I read The Strange Case of Origami Yoda about a year and a half ago and liked it enough to buy a copy for my classroom library (fourth grade). A few of the boys read it, but there wasn’t a lot of hubbub about it. Contrast that with this school year. A couple of my boys had previously read and loved the book so much that they donated copies of it, as well as Darth Paper, to our class library. Now everyone wanted to read them and a waiting list became necessary.
I finally got around to reading Darth Paper Strikes Back this weekend and thought I’d post a review of both of the books. I’m not going to bother with summaries; they’re easily available.
There are two features which make these books stand out. First of all, they’re written from multiple points of view. The case study format means that a variety of students are contributing, so we hear a variety of voices. I think this helps to present a more authentic middle school experience to the reader, especially because other students write in comments on each other’s entries. We get to know the characters better by seeing their different writing styles.
Second, there are abundant illustrations throughout. The books are set up like notebooks, complete with crinkled paper background effects. The students in the story doodle on the pages and mark key points of the text. I like this because it’s fun and different. It’s not like Diary of a Wimpy Kid where the story is partly told through illustration in a sort of comic format. The illustrations are supplementary, but they make the text and the story more real.

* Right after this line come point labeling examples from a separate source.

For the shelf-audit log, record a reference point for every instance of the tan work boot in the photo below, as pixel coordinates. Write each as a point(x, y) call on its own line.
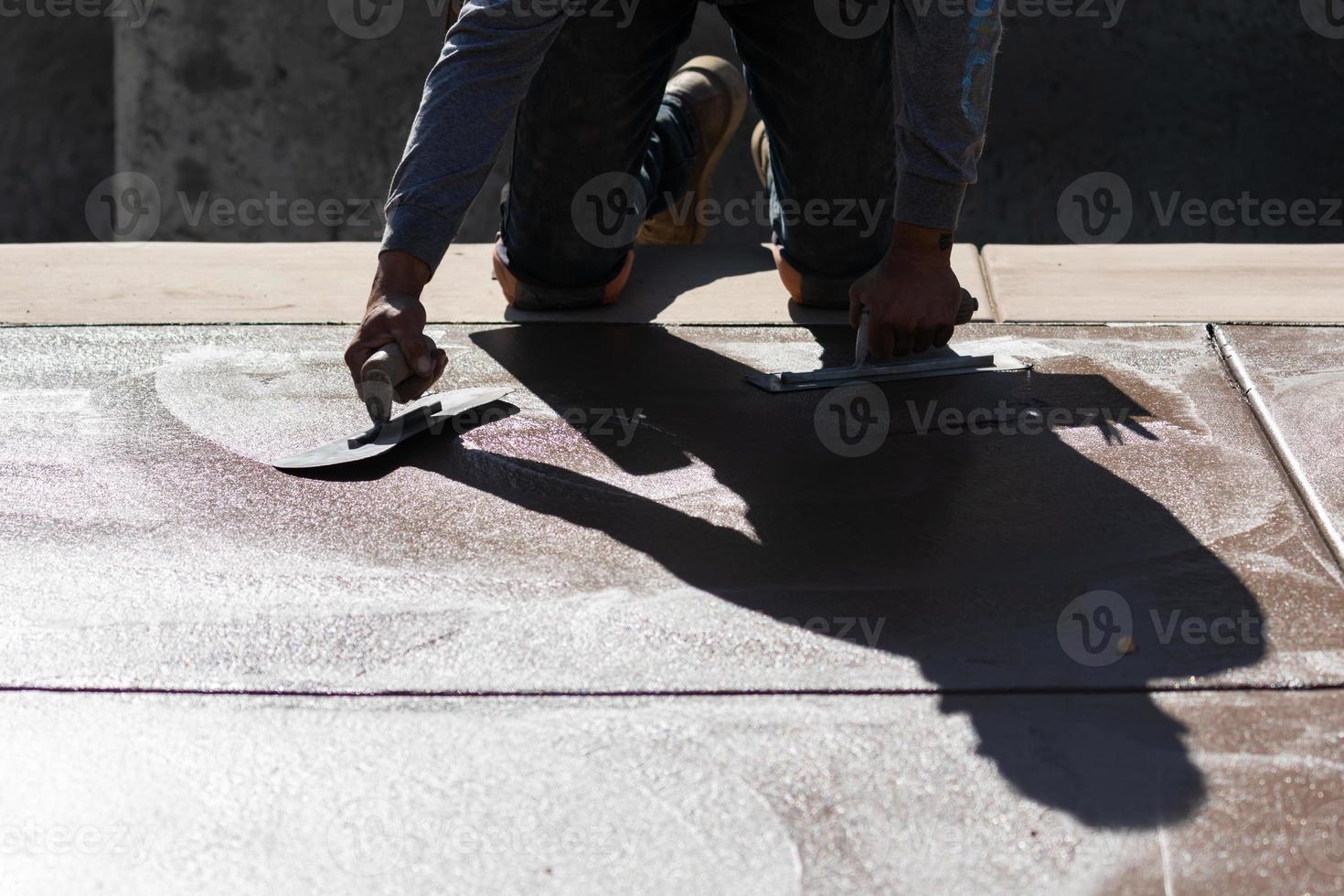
point(761, 152)
point(717, 97)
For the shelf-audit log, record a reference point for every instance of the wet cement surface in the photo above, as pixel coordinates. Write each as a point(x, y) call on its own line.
point(694, 795)
point(635, 520)
point(1300, 374)
point(638, 520)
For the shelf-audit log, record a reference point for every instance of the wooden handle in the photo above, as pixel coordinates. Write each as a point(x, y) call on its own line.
point(382, 374)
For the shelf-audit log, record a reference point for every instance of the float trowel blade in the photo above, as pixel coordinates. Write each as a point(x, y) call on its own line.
point(420, 415)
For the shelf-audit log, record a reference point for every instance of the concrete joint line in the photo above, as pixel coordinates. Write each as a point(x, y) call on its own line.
point(989, 291)
point(1306, 492)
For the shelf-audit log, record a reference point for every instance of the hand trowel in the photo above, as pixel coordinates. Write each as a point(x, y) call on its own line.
point(935, 361)
point(383, 371)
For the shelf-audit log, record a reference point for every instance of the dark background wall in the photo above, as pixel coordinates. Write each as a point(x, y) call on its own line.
point(240, 100)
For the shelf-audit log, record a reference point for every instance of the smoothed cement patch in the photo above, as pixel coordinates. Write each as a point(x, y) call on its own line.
point(646, 521)
point(1007, 795)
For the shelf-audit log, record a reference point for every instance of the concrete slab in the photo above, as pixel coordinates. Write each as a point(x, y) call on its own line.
point(1054, 795)
point(728, 541)
point(1168, 283)
point(1298, 375)
point(328, 283)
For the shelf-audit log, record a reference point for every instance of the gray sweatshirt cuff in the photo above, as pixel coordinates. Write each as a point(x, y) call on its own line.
point(418, 231)
point(929, 203)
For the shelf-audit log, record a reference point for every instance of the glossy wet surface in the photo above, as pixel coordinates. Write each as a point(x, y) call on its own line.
point(636, 521)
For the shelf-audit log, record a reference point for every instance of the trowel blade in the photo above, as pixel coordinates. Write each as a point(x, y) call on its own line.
point(418, 417)
point(943, 361)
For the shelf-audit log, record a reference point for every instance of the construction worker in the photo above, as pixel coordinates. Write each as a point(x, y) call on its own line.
point(608, 152)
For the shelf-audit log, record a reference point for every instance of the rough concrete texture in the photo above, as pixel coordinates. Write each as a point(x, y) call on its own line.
point(645, 521)
point(1300, 375)
point(56, 120)
point(1167, 283)
point(243, 98)
point(1232, 793)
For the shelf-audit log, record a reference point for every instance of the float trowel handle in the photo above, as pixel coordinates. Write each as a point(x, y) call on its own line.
point(382, 374)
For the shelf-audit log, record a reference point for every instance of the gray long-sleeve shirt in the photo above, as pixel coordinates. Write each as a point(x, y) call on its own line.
point(945, 60)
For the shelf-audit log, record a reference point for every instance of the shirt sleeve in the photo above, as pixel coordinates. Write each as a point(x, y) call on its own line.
point(945, 58)
point(471, 96)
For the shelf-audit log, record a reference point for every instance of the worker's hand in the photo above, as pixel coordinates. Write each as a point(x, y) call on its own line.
point(912, 294)
point(395, 315)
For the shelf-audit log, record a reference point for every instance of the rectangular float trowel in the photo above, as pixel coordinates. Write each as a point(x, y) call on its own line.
point(383, 372)
point(935, 361)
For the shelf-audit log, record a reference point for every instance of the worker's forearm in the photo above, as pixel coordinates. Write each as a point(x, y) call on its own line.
point(946, 58)
point(469, 100)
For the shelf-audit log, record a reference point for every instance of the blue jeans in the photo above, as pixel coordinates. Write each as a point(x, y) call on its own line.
point(595, 136)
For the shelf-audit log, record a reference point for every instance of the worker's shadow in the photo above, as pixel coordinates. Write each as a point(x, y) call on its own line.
point(963, 552)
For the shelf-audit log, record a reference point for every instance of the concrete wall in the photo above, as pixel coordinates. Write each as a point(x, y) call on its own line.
point(276, 102)
point(56, 123)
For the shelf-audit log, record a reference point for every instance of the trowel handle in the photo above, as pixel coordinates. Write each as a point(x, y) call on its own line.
point(383, 372)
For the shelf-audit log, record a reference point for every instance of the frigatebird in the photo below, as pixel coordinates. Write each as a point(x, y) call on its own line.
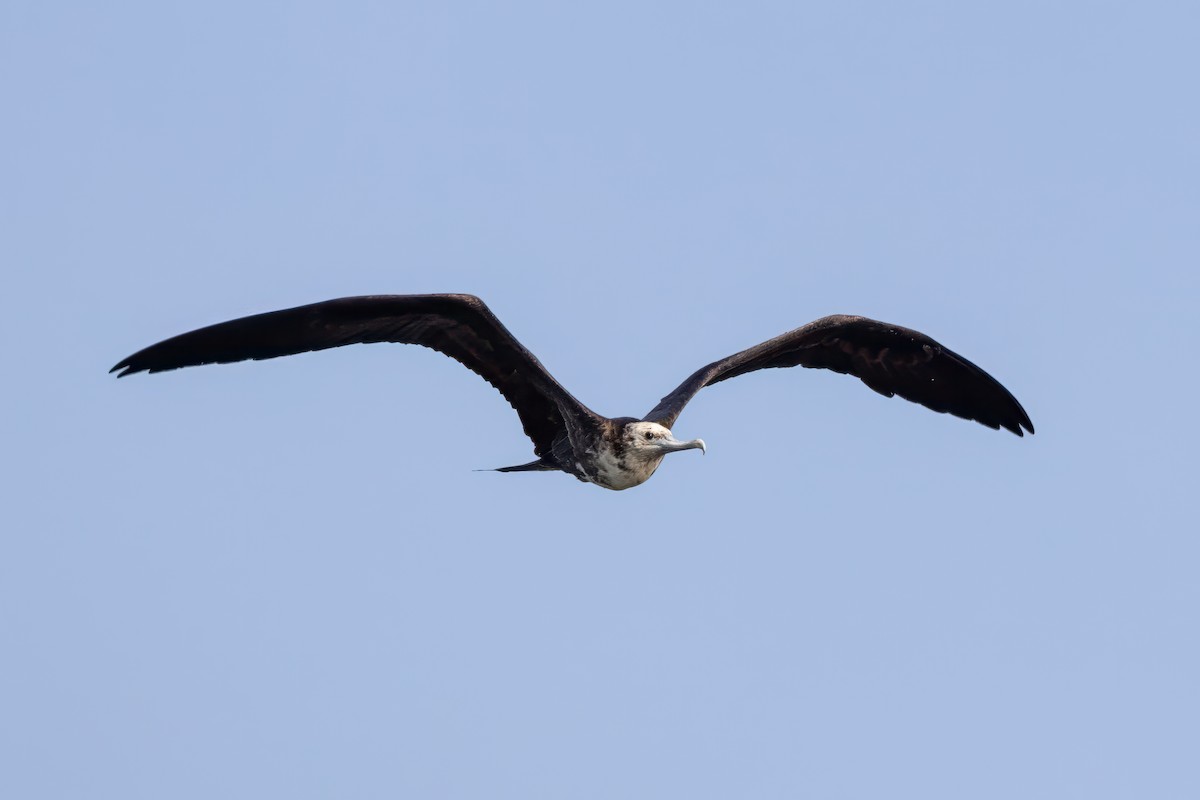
point(613, 452)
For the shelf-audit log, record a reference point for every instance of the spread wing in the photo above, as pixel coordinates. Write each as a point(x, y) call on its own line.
point(889, 359)
point(461, 326)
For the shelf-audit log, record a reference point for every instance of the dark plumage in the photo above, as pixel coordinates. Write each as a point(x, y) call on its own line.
point(567, 435)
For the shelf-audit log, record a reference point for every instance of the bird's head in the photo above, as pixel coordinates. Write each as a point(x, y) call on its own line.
point(651, 440)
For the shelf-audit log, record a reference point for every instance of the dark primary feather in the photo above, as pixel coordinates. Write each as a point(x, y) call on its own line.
point(889, 359)
point(461, 326)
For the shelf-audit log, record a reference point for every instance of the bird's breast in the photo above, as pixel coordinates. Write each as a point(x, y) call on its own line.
point(604, 465)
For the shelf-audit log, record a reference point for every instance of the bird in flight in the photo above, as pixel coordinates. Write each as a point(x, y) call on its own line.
point(617, 452)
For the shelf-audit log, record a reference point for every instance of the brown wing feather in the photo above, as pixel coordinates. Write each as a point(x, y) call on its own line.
point(461, 326)
point(889, 359)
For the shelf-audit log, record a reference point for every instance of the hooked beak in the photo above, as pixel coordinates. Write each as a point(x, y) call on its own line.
point(672, 445)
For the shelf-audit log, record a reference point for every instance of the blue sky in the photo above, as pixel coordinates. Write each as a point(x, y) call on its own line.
point(283, 578)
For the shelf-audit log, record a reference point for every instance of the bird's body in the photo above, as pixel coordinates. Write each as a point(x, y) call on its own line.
point(613, 452)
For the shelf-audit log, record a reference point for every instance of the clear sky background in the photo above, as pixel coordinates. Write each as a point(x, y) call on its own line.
point(282, 579)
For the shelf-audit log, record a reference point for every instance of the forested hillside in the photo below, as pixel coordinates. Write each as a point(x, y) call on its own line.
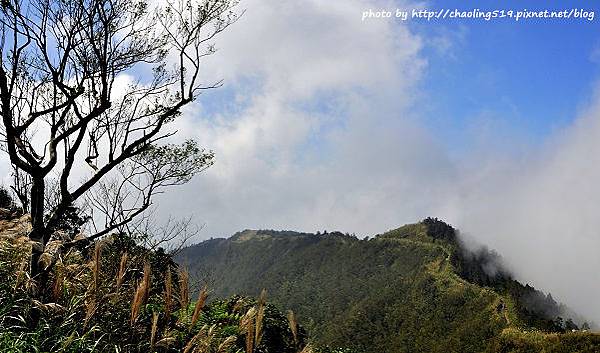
point(413, 289)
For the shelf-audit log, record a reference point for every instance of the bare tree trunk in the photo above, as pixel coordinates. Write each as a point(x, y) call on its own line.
point(37, 223)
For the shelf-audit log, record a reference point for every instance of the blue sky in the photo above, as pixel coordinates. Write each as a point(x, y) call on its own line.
point(531, 76)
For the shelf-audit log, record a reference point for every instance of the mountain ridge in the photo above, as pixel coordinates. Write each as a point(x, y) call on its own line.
point(378, 294)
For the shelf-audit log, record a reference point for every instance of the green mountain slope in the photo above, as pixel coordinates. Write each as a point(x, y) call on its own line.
point(413, 289)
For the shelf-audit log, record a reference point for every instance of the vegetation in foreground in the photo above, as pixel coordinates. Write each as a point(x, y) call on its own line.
point(120, 297)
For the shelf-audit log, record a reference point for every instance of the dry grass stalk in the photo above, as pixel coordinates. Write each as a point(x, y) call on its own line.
point(260, 314)
point(168, 294)
point(202, 296)
point(184, 289)
point(225, 346)
point(58, 284)
point(154, 329)
point(307, 349)
point(293, 326)
point(96, 264)
point(122, 269)
point(90, 309)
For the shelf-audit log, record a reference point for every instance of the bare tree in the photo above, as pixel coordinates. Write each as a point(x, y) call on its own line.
point(62, 109)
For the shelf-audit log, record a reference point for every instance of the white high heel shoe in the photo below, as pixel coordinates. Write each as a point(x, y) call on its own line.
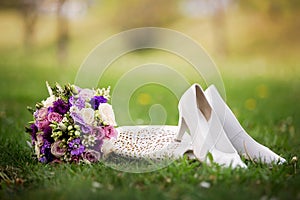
point(206, 131)
point(239, 138)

I enjoyed Origami Yoda more than Darth Paper. The story is more interesting and compelling, and because it’s the first book, the style is more surprising and fresh. But Darth Paper is worth a read as well. I wouldn’t rank these as books of high literary quality. However, I think the stories are engaging and unique enough to capture the reluctant reader, especially ten year old boys who think reading is just not worth the effort. These books will change their minds. Plus they’re just fun to read.
Bonus: Each book includes instructions on how to make Origami Yoda or Darth Paper.